Я ушел на берег, подальше от шума и гама, и закрыл за собой ворота в величественный мир грез. Снова попав в суровый, низкий мир здравого смысла, где плакал от голода ребенок, я накрошил хлеба и покормил его.
Здесь было темно и покойно. К ногам лениво подкрадывались волны. Впереди парусником раскачивалось на волнах отражение месяца, только этот парусник не мог увезти нас. В кроне дерева у меня за спиной звенели цикады.
Я поднес кружку с молоком к губам ребенка, обхватил его пальчиками прохладный округлый сосуд. Младенец горел, как в лихорадке, и я понял, что на него уже зарится смерть.
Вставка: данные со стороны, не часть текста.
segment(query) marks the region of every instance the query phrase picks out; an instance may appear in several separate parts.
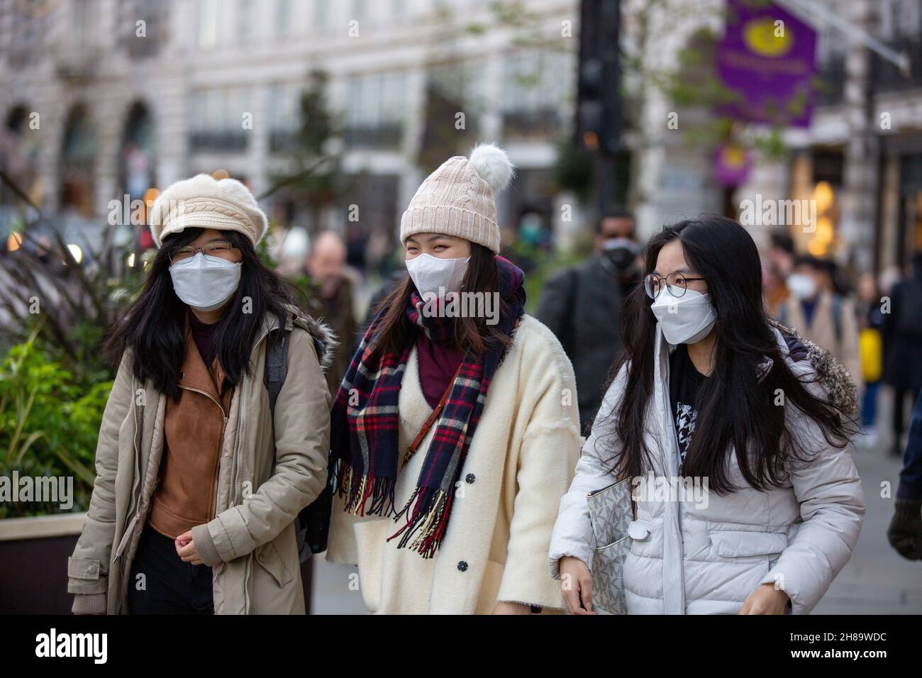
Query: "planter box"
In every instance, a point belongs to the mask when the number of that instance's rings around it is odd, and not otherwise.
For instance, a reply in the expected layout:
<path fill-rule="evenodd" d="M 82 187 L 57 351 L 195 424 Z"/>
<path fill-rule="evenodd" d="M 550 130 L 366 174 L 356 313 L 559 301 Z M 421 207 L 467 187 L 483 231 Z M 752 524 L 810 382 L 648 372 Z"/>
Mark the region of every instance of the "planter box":
<path fill-rule="evenodd" d="M 0 614 L 69 614 L 67 558 L 83 531 L 85 513 L 0 520 Z M 311 568 L 301 566 L 311 609 Z"/>
<path fill-rule="evenodd" d="M 66 614 L 67 558 L 85 513 L 0 520 L 0 613 Z"/>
Но пока он еще видел сны, испытывал голод и жажду.
— Как тебя зовут? — спросил я, вглядываясь в самую глубь его зрачков.
И хотя ответить мне он не мог, я обнаружил, что и его, даже его, затрагивает наша жизнь.
— Как мне называть тебя, чтоб ты понял: тебя видят…
Когда же римляне увидели эти толпы (а за Савватеем следовало около тридцати тысяч человек, сеявших смуту на всем своем пути), юный ставленник Рима в Кесарии — по имени Кир — решил схватить нарушителя спокойствия и предать его суду. И я пошел туда в надежде наконец-то встретить родителей младенца; я соорудил тележку, чтобы везти в ней ребенка, и старался не отставать от великого множества людей, тянувшихся посмотреть, как будут судить их господина и спасителя.
Тот Савватей, которого теперь вели к Киру, изменился до неузнаваемости: он чувствовал себя несчастным, потому что перестал пророчествовать. Он уже несколько недель не обращался к народу, не кричал о своих бессвязных видениях. Савватей сгорбился, глаза его бегали по сторонам, губы обвисли и источали слюну.
— Какое же зло сделал я?[13] — упорно спрашивал он у Нафана, который с прямой спиной и открытым взором шел рядом и записывал каждое слово.
Ничего не отвечал Савватею Нафан, однако вечером, когда мы остановились на ночлег, он обратился к людям с речью на эту тему: «Какое же зло сделал я?!»
И Учитель более не значил ничего, а его пророк значил все. И пророк этот призвал народ оставить свои грехи Мессии, но многие уже распалились, почуяв свободу Царства Божия, и закричали, что не бросят Господа одного в Его многотрудном пути через тьму и пойдут на грех вместе с Мессией. И отчаяние великое охватило Нафана от такой несдержанности. И уединился он, и, как ему показалось, обрел просветление. Мессия должен был явиться в скверные времена, и чем сквернее времена, чем более удалились люди от Бога, тем скорее следовало ожидать Его пришествия. И вот Он явился. Об этом свидетельствовало и зло вокруг. Значит, можно продолжать путь в Кесарию.
Кир сидел на троне под балдахином. Он был молод, и его позабавила большая Савватеева свита, взятая в окружение его воинами. К нему подвели Мессию.
— Приветствую тебя, иудей!
Савватей пал на колени и поцеловал землю.
Это, видимо, разочаровало Кира. Наклонившись вперед, он сказал:
— Почему ты пресмыкаешься передо мной? Разве ты не новый Мессия? Я иначе представлял себе человека, намеренного спасти свой народ от нас, римлян.
Люди кругом тоже были поражены поведением Учителя. Разумеется, они привыкли видеть его ползающим или скорчившимся, и Нафан объяснял им, что он «исчезает» — уходит в свой мрак для познания его, ибо Мессия живет в другом времени и странствует по нему отдельно от нас. Господь, дескать, «назначил ему иные пути».
Раньше, во время переходов, Нафан мог на стоянке позаботиться о Савватее, дать ему «уйти», вовремя оставить в покое, но неизменно бывал рядом, чтобы утешить и помочь. Теперь же Нафан стоял в окружении римских легионеров. Распростертый на земле Савватей казался одинок и беззащитен. Нафан чувствовал себя не в силах помочь ни Савватею, ни нам и нервно поглаживал вспотевшее лицо. Зато над двором возвысил свой голос люд:
— Да. Он наш Мессия!
— Слышишь, что они говорят? — сказал Кир. Он отпил вина, которое поставили перед ним на низком столике, утер рот и с еще большим интересом посмотрел на Савватея: — Кому ж мне верить, иудей?
— Верь мне. — Савватей поднял голову к наместнику, в его взгляде сквозило отчаяние. — Я не тот, за кого меня принимают.